Maximiliane Lotz: Bei vielen Kantonen funktioniert der Vollzug recht gut. Uns fällt aber auf, dass einzelne Kantone mit einer Misstrauenshaltung an den Tierhalter herantreten. Sie sehen ihn als Teil des Problems statt als Teil der Lösung. Ausserdem sehen wir, dass Behörden beim Vollzug kaum Rücksicht auf die Betriebsabläufe nehmen.

Spielt das eine so grosse Rolle?

Lotz: Ja. Es kann vorkommen, dass gerade bei unangemeldeten Kontrollen das Veterinäramt dann kommt, wenn der Landwirt in betriebliche Abläufe eingebunden ist. Das Amt hat darauf Rücksicht zu nehmen und muss warten, bis der Landwirt die Arbeiten sinnvoll abschliessen kann. Er hat das Recht, von Anfang an bei der Kontrolle mitzuwirken.

Lisa Käser: Hat das Veterinäramt konkrete Hinweise darauf, dass Tiere in unmittelbarer Lebensgefahr schweben, muss selbstverständlich sofort gehandelt werden. Das sind aber Ausnahmesituationen. Das Veterinäramt muss in solchen Fällen die Notfallsituation dokumentieren, damit sie später rekonstruiert werden kann. Anders ist das bei den anderen Kontrollen, sei es eine Grundkontrolle, eine Routinekontrolle oder eine Nachkontrolle. Diese sind der Normalfall und dort treten am meisten Streitigkeiten auf. Der Notfall stellt in der Regel kein Problem dar.

 

Verschiedene Lebensbereiche verbunden

Maximiliane Lotz ist Juristin und arbeitet bei Niklaus Rechtsanwälte, wo sie das Praxisjahr auf dem Weg zur Rechtsanwältin absolviert.
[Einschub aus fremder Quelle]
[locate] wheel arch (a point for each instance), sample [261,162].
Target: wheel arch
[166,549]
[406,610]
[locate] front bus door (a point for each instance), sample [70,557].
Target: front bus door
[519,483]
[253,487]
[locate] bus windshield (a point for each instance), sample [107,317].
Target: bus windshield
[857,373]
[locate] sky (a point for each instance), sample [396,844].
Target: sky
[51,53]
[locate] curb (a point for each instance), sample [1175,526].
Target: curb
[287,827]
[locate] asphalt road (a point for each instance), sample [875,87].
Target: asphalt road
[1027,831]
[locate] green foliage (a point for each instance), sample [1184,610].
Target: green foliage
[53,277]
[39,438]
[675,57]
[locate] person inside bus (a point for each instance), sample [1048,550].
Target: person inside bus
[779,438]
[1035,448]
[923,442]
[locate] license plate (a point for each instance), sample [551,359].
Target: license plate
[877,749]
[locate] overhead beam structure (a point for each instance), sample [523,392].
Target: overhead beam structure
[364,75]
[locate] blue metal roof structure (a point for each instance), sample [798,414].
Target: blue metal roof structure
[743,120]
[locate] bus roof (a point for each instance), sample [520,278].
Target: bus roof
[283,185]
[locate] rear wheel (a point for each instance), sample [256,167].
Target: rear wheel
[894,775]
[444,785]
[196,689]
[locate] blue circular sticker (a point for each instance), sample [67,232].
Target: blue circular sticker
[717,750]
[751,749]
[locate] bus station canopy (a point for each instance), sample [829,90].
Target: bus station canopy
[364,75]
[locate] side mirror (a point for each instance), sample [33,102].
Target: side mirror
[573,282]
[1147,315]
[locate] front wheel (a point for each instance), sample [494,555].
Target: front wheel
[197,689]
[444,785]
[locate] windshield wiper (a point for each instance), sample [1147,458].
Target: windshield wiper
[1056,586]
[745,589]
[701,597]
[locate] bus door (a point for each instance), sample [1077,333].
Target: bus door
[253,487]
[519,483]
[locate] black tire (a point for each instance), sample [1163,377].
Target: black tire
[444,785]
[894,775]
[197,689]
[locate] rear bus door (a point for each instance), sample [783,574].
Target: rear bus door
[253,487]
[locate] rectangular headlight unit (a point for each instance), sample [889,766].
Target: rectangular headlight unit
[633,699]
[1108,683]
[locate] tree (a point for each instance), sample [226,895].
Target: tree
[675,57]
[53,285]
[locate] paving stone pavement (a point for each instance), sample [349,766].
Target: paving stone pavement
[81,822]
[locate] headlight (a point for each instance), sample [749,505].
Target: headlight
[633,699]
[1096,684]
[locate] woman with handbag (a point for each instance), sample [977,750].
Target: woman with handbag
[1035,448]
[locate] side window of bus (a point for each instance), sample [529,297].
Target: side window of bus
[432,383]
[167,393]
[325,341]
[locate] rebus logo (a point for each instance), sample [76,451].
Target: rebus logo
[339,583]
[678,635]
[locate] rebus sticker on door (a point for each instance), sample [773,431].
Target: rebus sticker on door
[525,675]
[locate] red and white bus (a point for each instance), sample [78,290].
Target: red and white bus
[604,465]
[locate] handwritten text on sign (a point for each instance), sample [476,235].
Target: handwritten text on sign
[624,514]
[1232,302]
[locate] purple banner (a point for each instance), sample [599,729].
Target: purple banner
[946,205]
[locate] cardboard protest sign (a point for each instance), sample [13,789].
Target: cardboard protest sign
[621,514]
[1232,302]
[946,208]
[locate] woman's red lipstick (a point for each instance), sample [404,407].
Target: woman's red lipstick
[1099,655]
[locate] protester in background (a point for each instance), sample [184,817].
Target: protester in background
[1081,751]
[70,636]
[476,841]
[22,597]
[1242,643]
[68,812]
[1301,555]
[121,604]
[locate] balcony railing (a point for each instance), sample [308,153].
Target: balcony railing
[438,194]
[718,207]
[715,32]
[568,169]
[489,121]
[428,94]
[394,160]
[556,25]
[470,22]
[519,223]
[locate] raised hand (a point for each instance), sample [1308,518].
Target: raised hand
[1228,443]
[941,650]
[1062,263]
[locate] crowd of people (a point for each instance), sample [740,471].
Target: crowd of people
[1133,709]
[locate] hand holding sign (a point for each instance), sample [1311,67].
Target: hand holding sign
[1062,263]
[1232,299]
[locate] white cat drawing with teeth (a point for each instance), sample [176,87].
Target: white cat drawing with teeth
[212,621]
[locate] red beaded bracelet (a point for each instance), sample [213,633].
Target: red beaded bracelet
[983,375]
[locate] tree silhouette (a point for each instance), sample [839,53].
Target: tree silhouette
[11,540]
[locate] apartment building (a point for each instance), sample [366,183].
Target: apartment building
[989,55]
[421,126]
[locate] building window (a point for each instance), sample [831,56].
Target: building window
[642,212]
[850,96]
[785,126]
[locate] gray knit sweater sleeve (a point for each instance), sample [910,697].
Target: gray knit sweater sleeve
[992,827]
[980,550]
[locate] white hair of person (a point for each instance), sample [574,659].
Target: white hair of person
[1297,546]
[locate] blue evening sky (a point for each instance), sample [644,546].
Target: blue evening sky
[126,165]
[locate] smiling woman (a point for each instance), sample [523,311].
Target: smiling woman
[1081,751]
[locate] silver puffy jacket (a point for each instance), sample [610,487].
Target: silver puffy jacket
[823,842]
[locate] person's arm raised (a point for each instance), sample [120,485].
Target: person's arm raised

Das Tierschutzrecht fasziniert sie, weil es verschiedene Lebensbereiche wie die Betriebsführung, gesellschaftliche Wertvorstellungen, das Bauwesen und die Rechtswissenschaft miteinander verbindet.

 

Wie läuft eine korrekte Kontrolle ab?

Käser: Korrekte Kontrollen sind entweder angemeldet oder unangemeldet. Letzteres ist zulässig, denn nur so kann sich das Veterinäramt ein unverfälschtes Bild machen. Wenn das Amt auf dem Betrieb eintrifft, muss als erstes der Tierhalter aufgeboten werden. Bei der Kontrolle muss dann die Person anwesend sein, die für die Tierhaltung verantwortlich ist. Tierschutzkontrollen sind aufgrund der möglichen Konsequenzen Chefsache.

Und während der Kontrolle?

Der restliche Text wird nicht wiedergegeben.